Philip Homburg certifies #DNS results from his application, with #getdns.
He starts with a comparison with X.509 (1) with X.5909, you need to trust a lot of other parties 2) if the attacker controls DNS,it controls X.509 anyway). https://getdnsapi.net/ #DNSSEC #FOSDEM
Speaking of #getdns, a volunteer to write a monitoring plugin with getdns? https://www.monitoring-plugins.org/
Existing #DNS plugins call dig or nslookup :-(
One good example why local #DNSSEC validation is useful, #SSH keys in the #DNS. The speaker's example https://dns.bortzmeyer.org/playout.hq.phicoh.net/SSHFP
Remember: if you want an operating system without #systemd, there is Alpine https://alpinelinux.org/
@bortzmeyer Are there slides for this one?
@steven_ovadia There were not on the screen (a lot of technical problems, it seems, this year) but I assume so, yes.
@bortzmeyer Cool. I'll look. Thanks for reporting out!
@bortzmeyer Ah bah ils seront pas restés trop longtemps les slides
@whilelm Mauvaise langue. Ils sont de retour...
@bortzmeyer
@AugierLe42e Mais pour combien de présentations ? =/
@whilelm Tu es une personne de peu de foi 😋
@bortzmeyer
@AugierLe42e @whilelm Google Conference et Facebook Talk sont mieux organisés. #talk
@bortzmeyer who said it is simple to understand. who is this genius
@darius I missed his name, but I was surprised, too.
@darius @bortzmeyer show yourself, coward! ;)
@bortzmeyer I have issues with that conclusion that I can only express by implementing it, dammit
@djsundog I tried to summarize what @eliotberriot said.
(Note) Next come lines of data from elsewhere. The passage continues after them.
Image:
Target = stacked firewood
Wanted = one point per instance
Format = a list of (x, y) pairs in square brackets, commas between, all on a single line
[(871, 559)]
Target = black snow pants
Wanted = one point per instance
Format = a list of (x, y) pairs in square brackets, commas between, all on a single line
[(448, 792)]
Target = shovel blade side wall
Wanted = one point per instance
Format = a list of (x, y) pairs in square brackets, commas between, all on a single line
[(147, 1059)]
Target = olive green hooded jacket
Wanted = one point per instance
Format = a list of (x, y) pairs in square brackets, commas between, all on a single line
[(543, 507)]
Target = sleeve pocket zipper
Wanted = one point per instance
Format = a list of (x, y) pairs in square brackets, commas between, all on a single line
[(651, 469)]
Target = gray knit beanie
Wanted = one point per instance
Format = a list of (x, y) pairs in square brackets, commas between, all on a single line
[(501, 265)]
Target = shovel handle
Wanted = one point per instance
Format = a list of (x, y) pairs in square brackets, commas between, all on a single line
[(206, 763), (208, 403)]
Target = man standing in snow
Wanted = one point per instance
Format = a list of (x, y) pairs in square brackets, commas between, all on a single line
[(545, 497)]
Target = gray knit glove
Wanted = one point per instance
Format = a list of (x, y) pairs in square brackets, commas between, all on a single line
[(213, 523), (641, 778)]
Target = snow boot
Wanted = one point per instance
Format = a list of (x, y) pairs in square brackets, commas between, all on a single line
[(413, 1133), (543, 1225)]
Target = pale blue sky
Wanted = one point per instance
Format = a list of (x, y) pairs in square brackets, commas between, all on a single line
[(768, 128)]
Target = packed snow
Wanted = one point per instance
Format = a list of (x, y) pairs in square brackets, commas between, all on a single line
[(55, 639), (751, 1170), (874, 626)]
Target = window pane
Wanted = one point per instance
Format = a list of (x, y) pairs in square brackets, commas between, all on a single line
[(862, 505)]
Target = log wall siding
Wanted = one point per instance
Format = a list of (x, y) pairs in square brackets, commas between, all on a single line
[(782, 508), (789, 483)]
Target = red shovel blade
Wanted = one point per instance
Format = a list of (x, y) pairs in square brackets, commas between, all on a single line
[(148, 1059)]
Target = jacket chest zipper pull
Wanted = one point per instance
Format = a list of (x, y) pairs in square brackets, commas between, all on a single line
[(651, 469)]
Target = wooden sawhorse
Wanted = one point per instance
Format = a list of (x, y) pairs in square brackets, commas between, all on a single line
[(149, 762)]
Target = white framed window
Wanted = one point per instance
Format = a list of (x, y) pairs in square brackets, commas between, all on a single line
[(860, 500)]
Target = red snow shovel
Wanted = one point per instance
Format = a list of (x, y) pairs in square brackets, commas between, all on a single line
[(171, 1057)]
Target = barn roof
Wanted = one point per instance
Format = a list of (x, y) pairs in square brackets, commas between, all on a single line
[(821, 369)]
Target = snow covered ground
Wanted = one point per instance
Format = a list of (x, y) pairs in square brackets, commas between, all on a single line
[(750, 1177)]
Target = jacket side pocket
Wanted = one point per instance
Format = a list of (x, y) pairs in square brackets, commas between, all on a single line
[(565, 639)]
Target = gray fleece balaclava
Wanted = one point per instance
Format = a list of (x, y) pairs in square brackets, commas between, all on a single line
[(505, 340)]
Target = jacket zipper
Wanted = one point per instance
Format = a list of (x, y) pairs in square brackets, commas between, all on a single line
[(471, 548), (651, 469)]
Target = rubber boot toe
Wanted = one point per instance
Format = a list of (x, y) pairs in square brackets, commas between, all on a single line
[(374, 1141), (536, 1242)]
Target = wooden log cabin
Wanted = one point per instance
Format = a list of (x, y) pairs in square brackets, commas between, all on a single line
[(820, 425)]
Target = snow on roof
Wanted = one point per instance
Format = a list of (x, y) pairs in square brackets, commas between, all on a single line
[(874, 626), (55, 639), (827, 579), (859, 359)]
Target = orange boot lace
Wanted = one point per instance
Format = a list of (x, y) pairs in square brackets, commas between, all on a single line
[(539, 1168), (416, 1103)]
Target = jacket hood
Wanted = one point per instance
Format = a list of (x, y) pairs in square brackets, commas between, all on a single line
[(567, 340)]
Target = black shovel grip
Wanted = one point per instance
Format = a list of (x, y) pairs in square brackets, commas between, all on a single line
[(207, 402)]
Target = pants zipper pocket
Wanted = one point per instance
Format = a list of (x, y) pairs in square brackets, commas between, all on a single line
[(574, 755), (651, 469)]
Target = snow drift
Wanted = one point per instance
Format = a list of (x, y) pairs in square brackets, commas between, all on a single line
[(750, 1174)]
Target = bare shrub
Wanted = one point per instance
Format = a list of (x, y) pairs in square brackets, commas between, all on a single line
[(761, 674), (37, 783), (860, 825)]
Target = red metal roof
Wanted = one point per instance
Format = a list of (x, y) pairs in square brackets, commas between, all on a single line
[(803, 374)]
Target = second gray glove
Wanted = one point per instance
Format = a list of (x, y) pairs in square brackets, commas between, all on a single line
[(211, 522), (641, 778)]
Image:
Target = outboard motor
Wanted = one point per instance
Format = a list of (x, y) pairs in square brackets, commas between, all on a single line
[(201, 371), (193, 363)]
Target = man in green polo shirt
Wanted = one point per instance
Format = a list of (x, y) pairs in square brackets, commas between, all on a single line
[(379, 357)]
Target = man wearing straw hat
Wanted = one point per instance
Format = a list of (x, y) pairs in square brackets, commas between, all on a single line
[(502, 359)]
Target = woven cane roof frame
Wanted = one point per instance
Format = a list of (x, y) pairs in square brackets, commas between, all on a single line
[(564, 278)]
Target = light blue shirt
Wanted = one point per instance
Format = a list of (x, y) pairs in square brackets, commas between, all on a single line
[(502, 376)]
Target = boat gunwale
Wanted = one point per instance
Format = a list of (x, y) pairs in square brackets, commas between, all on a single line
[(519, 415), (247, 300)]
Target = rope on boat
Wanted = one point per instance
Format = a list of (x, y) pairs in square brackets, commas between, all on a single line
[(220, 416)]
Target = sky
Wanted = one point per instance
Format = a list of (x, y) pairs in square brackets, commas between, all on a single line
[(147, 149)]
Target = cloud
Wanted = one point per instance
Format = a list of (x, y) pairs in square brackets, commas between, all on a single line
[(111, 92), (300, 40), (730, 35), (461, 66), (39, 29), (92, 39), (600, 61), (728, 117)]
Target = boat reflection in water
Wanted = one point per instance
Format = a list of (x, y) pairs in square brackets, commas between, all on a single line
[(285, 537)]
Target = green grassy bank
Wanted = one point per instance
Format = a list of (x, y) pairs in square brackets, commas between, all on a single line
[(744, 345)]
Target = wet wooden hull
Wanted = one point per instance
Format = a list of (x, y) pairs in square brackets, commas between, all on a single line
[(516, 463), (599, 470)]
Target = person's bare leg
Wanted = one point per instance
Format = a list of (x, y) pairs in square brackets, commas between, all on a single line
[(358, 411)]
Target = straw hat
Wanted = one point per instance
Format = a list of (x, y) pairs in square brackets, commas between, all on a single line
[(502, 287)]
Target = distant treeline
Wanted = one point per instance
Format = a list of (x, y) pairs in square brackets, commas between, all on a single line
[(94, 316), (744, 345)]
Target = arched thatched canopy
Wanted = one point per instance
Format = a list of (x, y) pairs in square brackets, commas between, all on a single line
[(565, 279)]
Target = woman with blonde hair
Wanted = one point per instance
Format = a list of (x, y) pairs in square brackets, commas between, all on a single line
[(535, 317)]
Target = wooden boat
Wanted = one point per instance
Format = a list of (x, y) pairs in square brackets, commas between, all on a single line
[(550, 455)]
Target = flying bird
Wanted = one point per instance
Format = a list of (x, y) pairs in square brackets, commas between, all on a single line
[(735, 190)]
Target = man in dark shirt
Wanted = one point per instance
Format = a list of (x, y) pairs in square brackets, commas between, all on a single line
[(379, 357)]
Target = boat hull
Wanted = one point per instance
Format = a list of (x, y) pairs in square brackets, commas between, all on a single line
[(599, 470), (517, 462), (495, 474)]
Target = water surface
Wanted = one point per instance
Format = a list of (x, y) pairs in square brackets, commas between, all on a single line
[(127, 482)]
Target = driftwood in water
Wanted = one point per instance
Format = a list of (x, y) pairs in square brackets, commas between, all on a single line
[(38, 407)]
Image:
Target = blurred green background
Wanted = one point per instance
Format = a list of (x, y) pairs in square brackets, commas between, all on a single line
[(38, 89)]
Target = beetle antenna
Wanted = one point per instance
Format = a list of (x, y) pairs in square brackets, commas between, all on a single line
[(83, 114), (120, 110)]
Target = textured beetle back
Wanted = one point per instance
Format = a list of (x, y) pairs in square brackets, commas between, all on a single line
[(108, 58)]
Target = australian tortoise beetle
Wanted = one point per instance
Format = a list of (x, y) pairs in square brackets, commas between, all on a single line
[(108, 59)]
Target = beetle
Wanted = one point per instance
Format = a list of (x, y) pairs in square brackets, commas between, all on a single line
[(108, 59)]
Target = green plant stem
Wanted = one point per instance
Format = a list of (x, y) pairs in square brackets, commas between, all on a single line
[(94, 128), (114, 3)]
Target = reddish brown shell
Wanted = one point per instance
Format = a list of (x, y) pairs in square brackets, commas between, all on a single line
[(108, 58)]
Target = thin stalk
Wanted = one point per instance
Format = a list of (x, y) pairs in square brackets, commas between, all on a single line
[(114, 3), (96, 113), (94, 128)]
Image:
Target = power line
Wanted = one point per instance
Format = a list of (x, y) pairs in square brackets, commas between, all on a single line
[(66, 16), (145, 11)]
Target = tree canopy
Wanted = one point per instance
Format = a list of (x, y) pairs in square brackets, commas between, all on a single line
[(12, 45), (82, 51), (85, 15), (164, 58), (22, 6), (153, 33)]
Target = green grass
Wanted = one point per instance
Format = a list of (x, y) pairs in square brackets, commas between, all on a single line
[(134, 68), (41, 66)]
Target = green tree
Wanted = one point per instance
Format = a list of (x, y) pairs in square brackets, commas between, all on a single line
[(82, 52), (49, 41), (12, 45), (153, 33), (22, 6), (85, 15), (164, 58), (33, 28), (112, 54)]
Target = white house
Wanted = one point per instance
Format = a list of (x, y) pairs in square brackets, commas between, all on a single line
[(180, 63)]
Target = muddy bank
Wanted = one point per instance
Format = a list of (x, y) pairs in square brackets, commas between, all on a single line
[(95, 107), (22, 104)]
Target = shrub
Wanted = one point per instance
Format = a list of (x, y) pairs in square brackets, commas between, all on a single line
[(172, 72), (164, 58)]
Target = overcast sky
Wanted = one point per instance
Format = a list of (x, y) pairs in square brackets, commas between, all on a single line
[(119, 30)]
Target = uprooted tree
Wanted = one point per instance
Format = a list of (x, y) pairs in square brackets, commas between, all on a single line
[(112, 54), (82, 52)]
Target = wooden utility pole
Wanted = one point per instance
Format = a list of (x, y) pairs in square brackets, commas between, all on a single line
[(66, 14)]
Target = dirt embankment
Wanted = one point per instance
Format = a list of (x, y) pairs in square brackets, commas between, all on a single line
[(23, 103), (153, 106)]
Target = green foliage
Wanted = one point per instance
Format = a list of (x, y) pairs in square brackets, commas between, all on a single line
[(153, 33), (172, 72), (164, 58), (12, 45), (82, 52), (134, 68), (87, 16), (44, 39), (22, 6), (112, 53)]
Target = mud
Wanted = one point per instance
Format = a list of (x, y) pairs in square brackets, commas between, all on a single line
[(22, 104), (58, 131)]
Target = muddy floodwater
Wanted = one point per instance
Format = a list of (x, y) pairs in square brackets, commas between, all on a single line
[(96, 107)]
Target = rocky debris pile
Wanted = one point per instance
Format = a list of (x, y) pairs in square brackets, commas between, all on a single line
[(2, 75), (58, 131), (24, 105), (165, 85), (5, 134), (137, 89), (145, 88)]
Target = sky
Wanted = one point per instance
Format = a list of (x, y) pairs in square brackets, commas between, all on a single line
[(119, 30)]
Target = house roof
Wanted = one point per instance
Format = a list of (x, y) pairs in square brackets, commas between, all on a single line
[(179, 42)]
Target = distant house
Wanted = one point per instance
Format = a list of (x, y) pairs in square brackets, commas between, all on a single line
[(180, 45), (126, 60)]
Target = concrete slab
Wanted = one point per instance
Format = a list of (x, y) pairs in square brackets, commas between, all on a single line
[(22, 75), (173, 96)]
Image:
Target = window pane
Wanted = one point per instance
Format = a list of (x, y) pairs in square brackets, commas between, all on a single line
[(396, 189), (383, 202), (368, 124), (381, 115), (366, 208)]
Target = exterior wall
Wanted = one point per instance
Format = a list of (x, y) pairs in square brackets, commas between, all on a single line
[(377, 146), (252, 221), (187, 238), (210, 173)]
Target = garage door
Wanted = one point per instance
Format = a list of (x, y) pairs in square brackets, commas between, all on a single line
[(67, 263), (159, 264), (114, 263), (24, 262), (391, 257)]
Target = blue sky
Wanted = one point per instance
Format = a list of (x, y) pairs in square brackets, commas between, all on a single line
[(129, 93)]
@bortzmeyer @eliotberriot no worries, I'm mostly grumping at myself for not finishing up a proof of concept yet ;)
@djsundog @bortzmeyer @eliotberriot would love to see this, no pressure 😎
@bortzmeyer chic :) ça fait maintenant 5 ans que j'ai mis ça en place dans le puppet d'Octopuce : un bout de script qui prend les clés SSH des serveurs et les publie dans le DNS :
https://dns.bortzmeyer.org/tim.octopuce.fr/SSHFP
ça + VerifyHostKeyDNS yes
dans ssh_config = <3
@vincib L'orateur a bien expliqué pourquoi 'VerifyHostKeyDNS yes' était un no-op :-)
@bortzmeyer ah, (je ne suis pas au Fosdem) en quoi est-ce un Noop ?
debug1: matching host key fingerprint found in DNS
debug1: Host 'tim.octopuce.fr' is known and matches the ECDSA host key.
@vincib Parce que la bibliothèque ldns, utilisée par openssh, ne charge pas la clé de la racine, il faut le faire manuellement (et personne ne le fait). Donc, pas de validation DNSSEC.
@bortzmeyer ah, tu veux dire qu'il te demande confirmation quand même ? oui, c'est pas 100% trust, mais j'obtiens ça sur une nouvelle machine :
debug1: found 3 insecure fingerprints in DNS
debug1: matching host key fingerprint found in DNS
The authenticity of host 'tim.octopuce.fr (2001:67c:288::90)' can't be established.
ECDSA key fingerprint is Matching host key fingerprint found in DNS.
Are you sure you want to continue connecting (yes/no)?
@vincib Le mot-clé dans le message est 'insecure'. L'orateur vient de dire qu'il avait envoyé un patch, qui n'a pas été intégré.
@vincib @bortzmeyer il fait la vérification mais il ne fait pas de validation DNSSEC du tout. Il faudrait mettre une variable d'environnement (faut voir dans le code de ldnsà
@bortzmeyer always so welcoming 😉
@bortzmeyer hmmm, do I have L. Poettering just in the seat next to me?
@bortzmeyer Bonjour, Stéphane.
De fait, j'ai testé sur mon domaine 'stephane-huc.net' ce que retourne ton site. Et, rien... c'est bizarre.
Alors que dans ma zone, j'ai configuré SSHFP, même TLSA, voire OPENPGPKEY...
Aie-je mal configuré quelque chose ? telle est la question que je me pose ?! :p
@hucste Ces trois enregistrements ne se mettent pas à l'apex de la zone. Pour deux d'entre eux, je ne peux pas deviner le nom. Le TLSA est bien là : https://dns.bortzmeyer.org/_443._tcp.stephane-huc.net/TLSA
@Keltounet Je vois @mherrb aussi.
@bortzmeyer @kjeurbechne we should check the video podcasts or that room ;-)
If #Google access to federated, then we would become Google trap again.
They mine all our data here too
@bob @bortzmeyer
Now, Veronika Nad on #journalism, and how it could benefit from free software. #FOSDEM
(The room is not full, which is very rare for the Decentralized Internet and Privacy devroom.)